Decision on terror tapes bizarre
These interviews were recorded and collated for Boston College’s Belfast Project and participants were assured that the interviews would not be published while they were alive. British prosecutors, in collaboration with the US Justice Department, want access to the tapes to aid their efforts to investigate past crimes in Northern Ireland. Perhaps the British government might display unequivocal moral leadership on this issue and lead by example.

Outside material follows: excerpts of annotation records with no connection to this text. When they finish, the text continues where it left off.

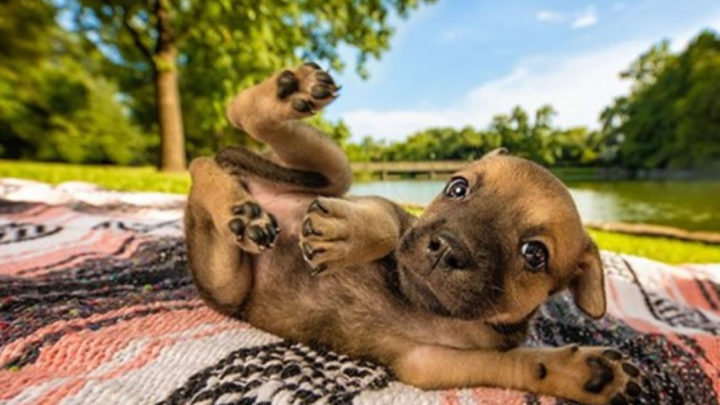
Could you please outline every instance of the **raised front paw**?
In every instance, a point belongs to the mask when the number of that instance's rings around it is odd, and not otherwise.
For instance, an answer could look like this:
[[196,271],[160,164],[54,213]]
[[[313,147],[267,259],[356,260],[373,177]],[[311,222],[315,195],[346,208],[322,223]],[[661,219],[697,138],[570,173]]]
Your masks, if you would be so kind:
[[240,248],[249,253],[260,253],[275,244],[280,228],[277,220],[254,201],[245,201],[232,207],[230,232]]
[[559,350],[561,356],[550,364],[538,365],[538,376],[560,384],[566,390],[560,396],[588,404],[623,405],[635,403],[643,394],[640,370],[617,350],[579,346]]
[[300,249],[313,275],[350,263],[351,204],[341,199],[318,198],[308,206],[300,232]]
[[338,87],[327,72],[309,62],[295,69],[284,70],[275,79],[276,96],[284,106],[287,118],[303,118],[315,114],[338,96]]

In 1984, following a string of allegations about a shoot-to-kill policy in Northern Ireland carried out by the RUC and British Army, the British Government set up the Stalker/Sampson Inquiry. Families of those killed in this alleged shoot-to-kill policy are still awaiting justice. Despite a four-year investigation into these allegations, the final Report has never been published. Then in 1989, the Stevens Inquiry was established by the British government to investigate claims of collusion between the RUC, M15, British Intelligence forces and loyalist paramilitaries in Northern Ireland’s ‘dirty war’. Following a six-year Inquiry by the Commissioner of the London Metropolitan Police Service, Sir John Stevens, culminating in three separate reports, only 19 pages of the 3,000-page final report were made public. Furthermore, there have been three Joint Oireachtas Committee reports into the Dublin and Monaghan bombings of 1974. Since then the democratic pursuit of justice for the 33 innocent people killed in the biggest mass murder in Irish history has led to deadends and cul-de-sacs. Requests from Mr Justice Henry Barron in the Final Report of the Commission of Investigation into these bombings for documentation which was in the possession of the British government, and which would have been vital in establishing the identity of those responsible for this atrocity, were refused. Even recent requests from Taoiseach Enda Kenny to David Cameron to release files relevant to these cases were refused. Such double-standards.